Admittedly, I’ve spent too much time this morning scrolling through the Instagram of a gorgeous young actress, admiring her clothes and her friends and her work and her life, thinking, “My GAWD, young lady, but you have so much to look forward to! I envy you!”
But do I?
(Maybe. A little. Who doesn’t want to be a goddess just a little bit?)
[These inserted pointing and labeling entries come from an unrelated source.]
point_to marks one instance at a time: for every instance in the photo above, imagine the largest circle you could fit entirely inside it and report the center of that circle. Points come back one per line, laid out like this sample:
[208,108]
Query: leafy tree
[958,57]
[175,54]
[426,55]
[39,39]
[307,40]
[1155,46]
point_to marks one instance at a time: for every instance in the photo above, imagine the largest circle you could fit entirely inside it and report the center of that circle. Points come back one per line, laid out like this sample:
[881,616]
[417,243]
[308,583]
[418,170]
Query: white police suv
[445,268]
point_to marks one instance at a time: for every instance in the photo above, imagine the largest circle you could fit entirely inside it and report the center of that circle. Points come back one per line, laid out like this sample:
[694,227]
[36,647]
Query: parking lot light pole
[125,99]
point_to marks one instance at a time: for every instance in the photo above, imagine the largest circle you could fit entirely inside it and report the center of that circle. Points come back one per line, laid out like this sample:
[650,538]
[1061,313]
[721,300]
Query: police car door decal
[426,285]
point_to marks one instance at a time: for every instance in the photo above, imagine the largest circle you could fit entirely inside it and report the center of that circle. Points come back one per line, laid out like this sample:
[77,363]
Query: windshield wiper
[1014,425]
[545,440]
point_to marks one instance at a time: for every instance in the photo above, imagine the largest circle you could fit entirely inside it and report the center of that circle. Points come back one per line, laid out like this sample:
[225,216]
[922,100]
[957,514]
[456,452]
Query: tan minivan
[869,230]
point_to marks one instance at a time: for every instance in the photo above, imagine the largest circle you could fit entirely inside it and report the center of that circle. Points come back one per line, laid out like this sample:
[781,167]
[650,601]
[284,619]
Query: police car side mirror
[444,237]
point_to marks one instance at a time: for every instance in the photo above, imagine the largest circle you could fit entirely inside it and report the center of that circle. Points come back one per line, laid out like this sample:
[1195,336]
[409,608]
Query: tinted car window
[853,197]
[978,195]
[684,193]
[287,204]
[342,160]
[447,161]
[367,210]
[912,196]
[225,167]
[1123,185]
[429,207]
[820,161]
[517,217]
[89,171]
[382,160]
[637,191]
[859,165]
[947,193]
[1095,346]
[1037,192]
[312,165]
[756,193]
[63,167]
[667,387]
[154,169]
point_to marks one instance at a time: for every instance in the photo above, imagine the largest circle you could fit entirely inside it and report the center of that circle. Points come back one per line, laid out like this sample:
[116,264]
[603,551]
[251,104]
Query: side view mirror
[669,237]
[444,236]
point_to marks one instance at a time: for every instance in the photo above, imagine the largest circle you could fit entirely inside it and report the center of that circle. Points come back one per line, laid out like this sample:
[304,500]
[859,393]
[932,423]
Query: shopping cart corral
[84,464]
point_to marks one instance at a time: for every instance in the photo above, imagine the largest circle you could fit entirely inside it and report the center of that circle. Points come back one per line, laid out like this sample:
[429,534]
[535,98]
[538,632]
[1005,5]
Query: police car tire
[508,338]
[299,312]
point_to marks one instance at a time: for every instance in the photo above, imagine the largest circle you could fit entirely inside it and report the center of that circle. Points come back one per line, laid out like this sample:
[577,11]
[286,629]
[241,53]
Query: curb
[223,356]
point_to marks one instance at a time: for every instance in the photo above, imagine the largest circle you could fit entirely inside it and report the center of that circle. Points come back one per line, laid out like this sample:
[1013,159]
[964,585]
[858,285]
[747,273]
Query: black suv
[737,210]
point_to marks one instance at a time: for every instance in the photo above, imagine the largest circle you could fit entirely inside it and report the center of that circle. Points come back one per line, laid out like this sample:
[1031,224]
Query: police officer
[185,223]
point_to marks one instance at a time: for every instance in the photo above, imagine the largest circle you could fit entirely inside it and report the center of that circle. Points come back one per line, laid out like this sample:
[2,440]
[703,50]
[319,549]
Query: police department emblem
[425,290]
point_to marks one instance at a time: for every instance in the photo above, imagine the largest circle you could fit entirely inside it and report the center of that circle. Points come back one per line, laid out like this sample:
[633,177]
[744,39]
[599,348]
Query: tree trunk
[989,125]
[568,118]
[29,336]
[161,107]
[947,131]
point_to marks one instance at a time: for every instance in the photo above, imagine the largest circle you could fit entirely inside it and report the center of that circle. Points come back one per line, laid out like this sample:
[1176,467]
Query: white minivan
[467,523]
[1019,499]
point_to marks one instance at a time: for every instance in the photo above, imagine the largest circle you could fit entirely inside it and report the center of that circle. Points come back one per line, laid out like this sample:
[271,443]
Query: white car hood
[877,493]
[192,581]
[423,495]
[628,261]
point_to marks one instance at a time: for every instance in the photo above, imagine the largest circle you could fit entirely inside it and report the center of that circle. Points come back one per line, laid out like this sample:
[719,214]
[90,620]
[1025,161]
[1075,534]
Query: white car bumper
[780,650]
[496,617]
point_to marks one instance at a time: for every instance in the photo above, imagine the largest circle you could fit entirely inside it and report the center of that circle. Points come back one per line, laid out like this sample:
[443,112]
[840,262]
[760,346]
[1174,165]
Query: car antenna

One of the blunt realities that hit me like a cartoon mallet when I was going through the She Should Run Incubator–that popped up again and again as I read through several autobiographies of female politicians–was that I am not cut out for public life. I am introverted, impatient, unforgiving of people who waste my time with bullshit or double-talk, occasionally aloof, and hardly diplomatic. Yes, I have a customer service voice and I use it when I need to but politics isn’t exactly a 9 to 5 and there are times I have failed so spectacularly at being agreeable that I’ve had to apologize for my lack of professionalism.*
*Although through many years of practice and significantly raised stakes, I’ve gotten better. Not wanting to lose your house is a good enough reason to take an insult from a customer now and then.
When it comes right down to it, I would rather fly right under the radar than constantly have to apologize for my many mistakes. I could never be a politician. Or an actor. Or anything that drew any attention. I can’t handle the responsibility of it.
This is all to say that, by the way, I write under a pseudonym.
And that celebrity is nonsense. I mean, good for you if that’s what you want but to live in a culture where we’re all supposed to want it? Lies and nonsense. I’ll maintain my lifelong membership in the Stay Home Club, thanks.